Key Takeaways — Chapter 29: Writing with AI
The summary card. If you remember nothing else, remember this page.
The one idea
AI can draft, but it can't think for you. A large language model is a fluent next-word predictor that optimizes for plausible, not true — so it produces the writing without doing the thinking the writing was for (Chapter 1). Use it to revise thinking you've already done; never to replace the thinking itself. The judgment about whether the text is true, right, contextual, and yours stays entirely with you, no matter how good the model gets.
🚪 Threshold concept: The question is not "can AI write this for me?" but "have I done the thinking, so this tool can help me express it?" Cross that line and an empty, fluent draft stops reading as "a good start to polish" and starts reading as a warning — a sign no thinking has happened yet.
The load-bearing fact (everything follows from this)
The model produces plausible text, not true text. Most plausible text is true (the tool is useful); some is false and looks identical (the tool is dangerous). It isn't lying when it errs — lying needs a known truth to betray, and the model has no store of facts. It's doing its only job, and a plausible-looking falsehood is just that job producing a wrong answer.
Good at / bad at — and why
| Genuinely good at | Genuinely bad at |
|---|---|
| Brainstorming, outlining | Accuracy (hallucination) |
| Rephrasing your own sentences | Calibrated nuance (hedging vs. proving) |
| Summarizing (then verify) | Institutional/contextual knowledge (your situation) |
| Low-stakes first drafts | Original thinking (it gives the average take) |
| Format/mechanical conversion | Knowing your specific audience |
The "good" column shares one feature: you stay the judge, the task is mechanical, or the stakes are low. The "bad" column shares one root: plausible text without a held meaning — the five failures are one fact seen five ways.
The reframe: revision, not replacement
Do the thinking → write the draft in your own words → then bring the model in to react, argue against you, pressure-test structure, and rephrase. The test: did the idea originate with you? If yes, augmentation (good). If the model supplied the substance, outsourcing — you handed away the thinking that was your job.
Prompting = writing a good brief
The four levers — role, audience (highest-leverage), constraints, examples (few-shot beats description) — are mostly Chapters 2, 4, and 7 aimed at a machine. A good prompt requires you to have thought (you can't specify an audience you haven't considered), so it sneaks the thinking back in.
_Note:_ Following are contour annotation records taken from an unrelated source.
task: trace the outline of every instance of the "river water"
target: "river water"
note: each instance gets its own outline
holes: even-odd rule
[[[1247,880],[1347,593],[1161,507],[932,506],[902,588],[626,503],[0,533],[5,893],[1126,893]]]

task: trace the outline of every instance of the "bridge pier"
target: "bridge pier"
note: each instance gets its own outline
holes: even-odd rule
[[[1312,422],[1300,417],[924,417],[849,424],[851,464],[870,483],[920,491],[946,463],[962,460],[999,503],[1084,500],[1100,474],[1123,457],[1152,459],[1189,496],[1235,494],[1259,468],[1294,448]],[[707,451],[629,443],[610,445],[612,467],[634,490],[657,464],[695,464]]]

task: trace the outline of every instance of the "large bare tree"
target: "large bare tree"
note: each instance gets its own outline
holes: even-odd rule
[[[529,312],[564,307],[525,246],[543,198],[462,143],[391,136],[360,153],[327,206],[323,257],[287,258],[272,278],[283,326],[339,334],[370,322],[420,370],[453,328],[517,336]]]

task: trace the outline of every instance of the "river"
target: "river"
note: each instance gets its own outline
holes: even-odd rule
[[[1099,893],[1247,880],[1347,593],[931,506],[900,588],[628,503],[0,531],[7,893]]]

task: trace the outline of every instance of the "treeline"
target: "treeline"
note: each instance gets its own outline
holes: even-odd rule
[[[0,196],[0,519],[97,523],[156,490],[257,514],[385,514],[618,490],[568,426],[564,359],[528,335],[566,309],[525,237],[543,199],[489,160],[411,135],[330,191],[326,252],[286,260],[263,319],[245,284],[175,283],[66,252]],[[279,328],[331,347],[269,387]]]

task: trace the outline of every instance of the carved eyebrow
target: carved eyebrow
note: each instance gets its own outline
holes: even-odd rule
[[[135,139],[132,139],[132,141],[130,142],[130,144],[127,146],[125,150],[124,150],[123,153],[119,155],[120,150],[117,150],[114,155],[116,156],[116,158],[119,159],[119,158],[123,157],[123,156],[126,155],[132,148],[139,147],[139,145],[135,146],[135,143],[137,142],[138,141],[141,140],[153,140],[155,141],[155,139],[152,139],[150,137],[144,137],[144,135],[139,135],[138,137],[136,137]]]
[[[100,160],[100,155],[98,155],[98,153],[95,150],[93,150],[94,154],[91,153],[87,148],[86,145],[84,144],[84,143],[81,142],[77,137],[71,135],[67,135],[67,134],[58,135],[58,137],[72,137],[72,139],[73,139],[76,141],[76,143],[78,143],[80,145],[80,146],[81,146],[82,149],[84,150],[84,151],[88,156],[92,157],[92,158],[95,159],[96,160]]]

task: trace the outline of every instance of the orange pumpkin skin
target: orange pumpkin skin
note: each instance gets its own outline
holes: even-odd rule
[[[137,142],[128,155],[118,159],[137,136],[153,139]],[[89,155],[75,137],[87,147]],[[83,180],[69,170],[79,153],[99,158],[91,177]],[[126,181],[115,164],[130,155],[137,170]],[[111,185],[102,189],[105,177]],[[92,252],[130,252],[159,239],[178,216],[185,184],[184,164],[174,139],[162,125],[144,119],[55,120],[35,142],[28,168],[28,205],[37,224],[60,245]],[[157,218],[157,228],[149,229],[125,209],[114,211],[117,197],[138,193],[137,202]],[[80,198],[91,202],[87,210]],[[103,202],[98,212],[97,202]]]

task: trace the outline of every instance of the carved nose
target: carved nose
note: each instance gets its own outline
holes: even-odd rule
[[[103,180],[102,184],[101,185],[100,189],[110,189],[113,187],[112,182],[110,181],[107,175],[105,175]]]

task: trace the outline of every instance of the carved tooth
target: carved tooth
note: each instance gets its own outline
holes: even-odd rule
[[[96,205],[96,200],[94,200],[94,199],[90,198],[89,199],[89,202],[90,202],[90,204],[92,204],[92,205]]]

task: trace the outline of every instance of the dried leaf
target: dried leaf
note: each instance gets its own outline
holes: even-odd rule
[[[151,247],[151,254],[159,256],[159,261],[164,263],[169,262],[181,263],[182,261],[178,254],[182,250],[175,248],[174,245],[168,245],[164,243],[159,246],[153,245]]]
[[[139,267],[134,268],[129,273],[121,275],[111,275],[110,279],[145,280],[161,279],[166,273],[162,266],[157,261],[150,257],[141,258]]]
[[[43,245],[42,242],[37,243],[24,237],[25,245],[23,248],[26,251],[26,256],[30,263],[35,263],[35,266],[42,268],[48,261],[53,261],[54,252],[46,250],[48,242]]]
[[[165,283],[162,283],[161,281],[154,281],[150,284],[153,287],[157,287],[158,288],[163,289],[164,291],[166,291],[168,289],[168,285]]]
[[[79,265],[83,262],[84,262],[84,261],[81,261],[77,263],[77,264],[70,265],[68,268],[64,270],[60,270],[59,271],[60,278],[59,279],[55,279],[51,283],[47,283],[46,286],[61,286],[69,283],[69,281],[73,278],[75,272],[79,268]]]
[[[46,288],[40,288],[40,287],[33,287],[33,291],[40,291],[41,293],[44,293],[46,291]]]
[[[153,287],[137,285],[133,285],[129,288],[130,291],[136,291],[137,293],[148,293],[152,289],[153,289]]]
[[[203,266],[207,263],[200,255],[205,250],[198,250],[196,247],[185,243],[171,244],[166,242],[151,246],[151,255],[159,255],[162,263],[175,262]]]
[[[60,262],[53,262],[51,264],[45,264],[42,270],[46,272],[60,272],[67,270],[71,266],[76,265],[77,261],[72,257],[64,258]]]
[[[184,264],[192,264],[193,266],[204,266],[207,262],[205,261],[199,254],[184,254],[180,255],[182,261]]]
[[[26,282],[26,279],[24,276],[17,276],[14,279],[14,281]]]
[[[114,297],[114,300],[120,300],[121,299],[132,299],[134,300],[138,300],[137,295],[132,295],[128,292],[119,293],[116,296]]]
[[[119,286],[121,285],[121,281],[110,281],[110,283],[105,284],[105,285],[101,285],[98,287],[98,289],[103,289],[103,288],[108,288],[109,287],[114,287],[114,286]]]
Vague prompt → generic mush.
Integrity: three rules
- Disclose per your context (academic: usually required; workplace: usually not; journals: increasingly required). When unsure, disclose.
- Verify everything — accuracy is non-delegable. "The AI told me" is no defense (lawyers have been sanctioned for unchecked hallucinated citations).
- Don't present as yours reasoning you can't evaluate.
AI-assisted (you thought, it helped revise) is usually fine; AI-generated (it supplied the substance, you passed it off) is the problem. Academic writing is strictest because its purpose is to demonstrate your thinking.
The governing rule (the whole chapter in one line): If you cannot evaluate whether the output is correct, you should not use AI for that task. The tool is safe exactly as far as your judgment reaches — and most dangerous in the very situation where it's most tempting: when you don't know the subject and want the model to know it for you.